I thought my kids would get a kick out of these. They did, but only one of them actually wanted to EAT one of them! I have no idea why, they all just love meringues. Maybe the tree shape freaked them out. I thought these were pretty cool though! I had 4 egg whites sitting in my fridge leftover from making Peppermint Ice Cream, so I gave these a go.
Instead of Legos like the original blogger used, I busted out my old Mud Dolls from Spain to take a whimsical Flamenco dancing session among the Peppermint Trees.
Well, I've got to run- school parties to attend, groceries to get, more and more holiday food to be made, plus dinner. Do we really still need to eat dinner every night??! Merry Christmas!
Peppermint Meringue Trees
adapted from Leanne Bakes
4 eggs whites1 cup sugar
1/8 tsp tartar
1/8 teaspoon of mint extract
a couple of drops of green food coloring
1/4 cup powdered sugar
1. Line a baking sheet with a Silpat mat or parchment, and heat the oven to 200F.
2. Very gently, heat the egg whites, sugar, and tartar in the top of a double boiler, whisking just until the sugar has dissolved.
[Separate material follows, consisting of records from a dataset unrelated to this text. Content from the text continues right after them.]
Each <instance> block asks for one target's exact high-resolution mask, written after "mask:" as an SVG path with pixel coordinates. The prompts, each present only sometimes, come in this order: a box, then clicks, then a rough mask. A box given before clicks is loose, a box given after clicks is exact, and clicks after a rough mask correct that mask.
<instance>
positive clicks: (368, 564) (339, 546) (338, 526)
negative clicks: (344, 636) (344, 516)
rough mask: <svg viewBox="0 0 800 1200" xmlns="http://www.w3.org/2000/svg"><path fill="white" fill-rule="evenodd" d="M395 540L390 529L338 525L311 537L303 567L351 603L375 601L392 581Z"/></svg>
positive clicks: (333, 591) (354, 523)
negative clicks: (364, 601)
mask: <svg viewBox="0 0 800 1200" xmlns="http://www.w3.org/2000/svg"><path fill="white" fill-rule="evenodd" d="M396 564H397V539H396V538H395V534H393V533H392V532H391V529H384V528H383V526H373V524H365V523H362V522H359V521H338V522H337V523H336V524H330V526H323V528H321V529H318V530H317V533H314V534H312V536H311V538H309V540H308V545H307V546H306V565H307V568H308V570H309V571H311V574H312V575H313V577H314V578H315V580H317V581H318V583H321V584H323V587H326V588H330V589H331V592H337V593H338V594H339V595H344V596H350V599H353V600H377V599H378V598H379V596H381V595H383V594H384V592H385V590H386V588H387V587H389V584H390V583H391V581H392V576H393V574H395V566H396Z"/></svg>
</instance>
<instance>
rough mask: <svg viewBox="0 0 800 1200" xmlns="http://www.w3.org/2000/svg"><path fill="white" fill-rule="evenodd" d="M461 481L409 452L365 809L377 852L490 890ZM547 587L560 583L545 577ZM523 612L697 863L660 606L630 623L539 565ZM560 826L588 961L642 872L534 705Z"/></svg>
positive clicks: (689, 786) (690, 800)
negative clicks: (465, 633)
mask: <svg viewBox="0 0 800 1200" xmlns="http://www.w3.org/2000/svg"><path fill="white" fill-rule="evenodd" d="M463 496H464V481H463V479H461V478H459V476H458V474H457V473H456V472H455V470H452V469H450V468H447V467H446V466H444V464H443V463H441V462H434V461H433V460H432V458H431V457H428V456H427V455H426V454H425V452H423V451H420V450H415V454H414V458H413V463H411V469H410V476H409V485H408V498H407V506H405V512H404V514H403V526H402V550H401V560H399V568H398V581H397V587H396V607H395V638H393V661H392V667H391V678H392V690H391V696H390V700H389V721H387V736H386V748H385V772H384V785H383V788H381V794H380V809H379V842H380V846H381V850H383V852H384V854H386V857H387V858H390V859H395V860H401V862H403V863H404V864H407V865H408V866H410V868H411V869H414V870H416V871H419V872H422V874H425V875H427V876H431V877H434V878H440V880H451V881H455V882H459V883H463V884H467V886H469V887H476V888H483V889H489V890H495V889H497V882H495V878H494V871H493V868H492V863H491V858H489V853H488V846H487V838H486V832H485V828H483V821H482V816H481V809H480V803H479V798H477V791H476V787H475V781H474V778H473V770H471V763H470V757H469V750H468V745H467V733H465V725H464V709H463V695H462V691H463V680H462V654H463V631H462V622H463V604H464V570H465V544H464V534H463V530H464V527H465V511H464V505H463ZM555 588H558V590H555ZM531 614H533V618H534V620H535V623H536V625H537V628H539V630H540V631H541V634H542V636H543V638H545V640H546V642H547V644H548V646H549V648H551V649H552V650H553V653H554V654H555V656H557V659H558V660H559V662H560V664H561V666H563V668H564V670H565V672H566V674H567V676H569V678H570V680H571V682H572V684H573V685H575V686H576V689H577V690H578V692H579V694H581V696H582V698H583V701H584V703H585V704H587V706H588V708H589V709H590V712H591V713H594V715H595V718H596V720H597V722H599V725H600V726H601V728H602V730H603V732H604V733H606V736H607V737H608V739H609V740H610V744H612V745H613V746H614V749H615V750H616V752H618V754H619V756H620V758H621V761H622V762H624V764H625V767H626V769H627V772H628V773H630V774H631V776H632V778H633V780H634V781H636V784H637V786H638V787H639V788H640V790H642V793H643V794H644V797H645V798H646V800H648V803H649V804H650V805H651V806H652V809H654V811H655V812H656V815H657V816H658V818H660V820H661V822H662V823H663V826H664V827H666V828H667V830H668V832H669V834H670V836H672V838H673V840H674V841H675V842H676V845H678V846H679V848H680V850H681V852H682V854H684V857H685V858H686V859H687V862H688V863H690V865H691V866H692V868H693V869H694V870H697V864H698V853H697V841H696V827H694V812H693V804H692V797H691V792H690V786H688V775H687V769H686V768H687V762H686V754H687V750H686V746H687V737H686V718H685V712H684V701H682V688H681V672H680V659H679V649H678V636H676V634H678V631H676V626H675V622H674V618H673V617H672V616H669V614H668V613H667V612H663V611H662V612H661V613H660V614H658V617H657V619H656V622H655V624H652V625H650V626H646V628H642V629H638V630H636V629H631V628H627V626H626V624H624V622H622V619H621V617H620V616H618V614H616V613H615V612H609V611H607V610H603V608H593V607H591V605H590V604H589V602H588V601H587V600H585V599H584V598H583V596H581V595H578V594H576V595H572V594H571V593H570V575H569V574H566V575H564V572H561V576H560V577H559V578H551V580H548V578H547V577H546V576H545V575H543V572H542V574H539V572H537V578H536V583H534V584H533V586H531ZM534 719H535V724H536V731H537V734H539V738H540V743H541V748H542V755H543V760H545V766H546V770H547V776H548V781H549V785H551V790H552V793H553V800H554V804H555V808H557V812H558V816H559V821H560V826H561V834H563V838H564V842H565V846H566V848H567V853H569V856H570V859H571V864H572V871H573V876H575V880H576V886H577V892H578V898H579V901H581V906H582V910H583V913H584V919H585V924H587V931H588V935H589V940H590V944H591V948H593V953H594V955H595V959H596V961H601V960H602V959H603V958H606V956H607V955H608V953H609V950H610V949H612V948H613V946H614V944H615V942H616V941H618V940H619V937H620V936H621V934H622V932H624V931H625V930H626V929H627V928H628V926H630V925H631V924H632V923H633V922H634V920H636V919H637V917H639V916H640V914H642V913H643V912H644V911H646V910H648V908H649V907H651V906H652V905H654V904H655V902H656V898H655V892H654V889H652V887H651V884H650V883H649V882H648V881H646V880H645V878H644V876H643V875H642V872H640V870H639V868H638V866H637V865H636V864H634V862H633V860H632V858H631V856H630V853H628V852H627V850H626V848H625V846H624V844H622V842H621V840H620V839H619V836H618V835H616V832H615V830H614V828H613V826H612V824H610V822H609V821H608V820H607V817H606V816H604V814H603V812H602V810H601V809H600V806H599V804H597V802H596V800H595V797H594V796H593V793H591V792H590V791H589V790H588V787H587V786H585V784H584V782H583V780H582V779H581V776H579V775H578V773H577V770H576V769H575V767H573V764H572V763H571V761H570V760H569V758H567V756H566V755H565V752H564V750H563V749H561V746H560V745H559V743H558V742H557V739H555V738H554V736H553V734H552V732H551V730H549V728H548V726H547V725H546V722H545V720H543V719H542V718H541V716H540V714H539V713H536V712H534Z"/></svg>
Pour into a (very very) clean bowl of a stand mixer, and add the mint. Beat on medium for a few minutes, and then add the food colouring. It’s okay if it’s quite dark green at this point – it will lighten up considerably. Beat on medium high (I had my Kitchen Aid at about 6 or 7) until stiff peaks form.
3. Using a large star tip, pipe the meringue into tree shapes, about an inch or two wide, directly onto the parchment. Bake for 2 hours, and allow them to cool inside the oven.
4. When you’re ready to serve, gently sprinkle powdered sugar onto the serving platter. Place Rolos down as tree stumps, and plop the meringue trees on top. Gently sprinkle more icing sugar over top.